31 kin of 1st Covid victim are isolated
The daughter and son-inlaw of India’s first coronavirus fatality, Qazi Muhammad Hussain Siddiqui, have been kept under surveillance as “high risk” in a special ward of the staterun ESIC Hospital in Kalaburgi, Karnataka.
They are among 21 persons kept in isolation. Of a total 46 persons Siddiqui came into contact with, 31 are family members whose blood samples were sent to the National Institute of Virology (NIV) for the coronavirus test.
Coming under scrutiny was Siddiqui’s travel history. According to his son, Dr Faisal Hamid Siddiqui, the deceased arrived from Saudi Arabia on February 29 after performing Umrah. After a few days, however, he felt uneasiness. His family took him to the family physician, but by midnight March 8, his cough worsened and he was taken to hospital.

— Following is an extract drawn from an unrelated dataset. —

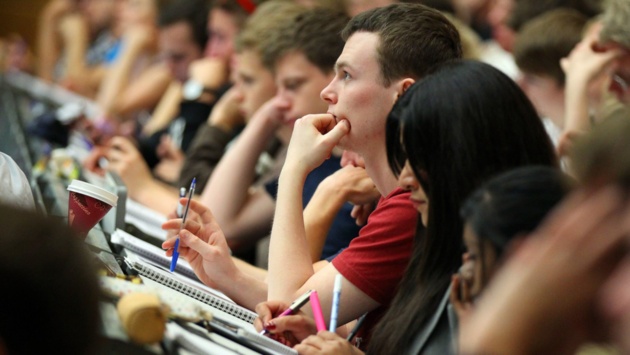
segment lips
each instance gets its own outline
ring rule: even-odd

Dr Faisal claimed that two private hospitals in Kalaburgi refused to admit him. A third did, but after doing a CT scan he was advised to shift to a hospital in Hyderabad.
The family says the patient was forcibly discharged; the hospital says they forcibly took him away.
Dr Faisal also claimed that doctors at both Gandhi hospital and Apollo Hospital were reluctant to admit him once they saw he had the coronavirus, so he was admitted to Care hospital (the family admits it did not tell doctors there that he might have the coronavirus). Once Care hospital realised he had the coronavirus, it discharged the patient, according to the family.